7. The method for ground verification and future prediction correction of solar irradiance satellite data according to claim 1, characterized in that, The construction of the quantile mapping function includes: For each grid point and hourly data, calculate the empirical cumulative distribution function of the historical baseline dataset and the historical simulation data of the model; In the preset quantile set q =[ q 1, q 2,…, q n On the [top], a mapping relationship is established through piecewise linear or monotonic spline interpolation.

8. The method for ground verification and future prediction correction of solar irradiance satellite data according to claim 1, characterized in that, The application of the mapping function to correct future prediction data includes: in, This is the revised predicted value of future irradiance. F i,j,h For mapping functions, x fut These are the original simulated values ​​for the data points.

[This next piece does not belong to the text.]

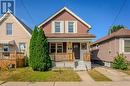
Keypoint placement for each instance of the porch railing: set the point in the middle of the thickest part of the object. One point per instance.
(62, 57)
(16, 59)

9. A computer device, characterized in that: It includes a memory and a processor, wherein the memory stores a computer program, and when the processor runs the computer program stored in the memory, the processor executes a method for ground verification and future prediction correction of solar irradiance satellite data according to any one of claims 1-8.

10. A computer-readable storage medium, characterized in that, The computer-readable storage medium stores a computer program that, when executed by a processor, performs the steps of a method for ground verification and future prediction correction of solar irradiance satellite data as described in any one of claims 1-8.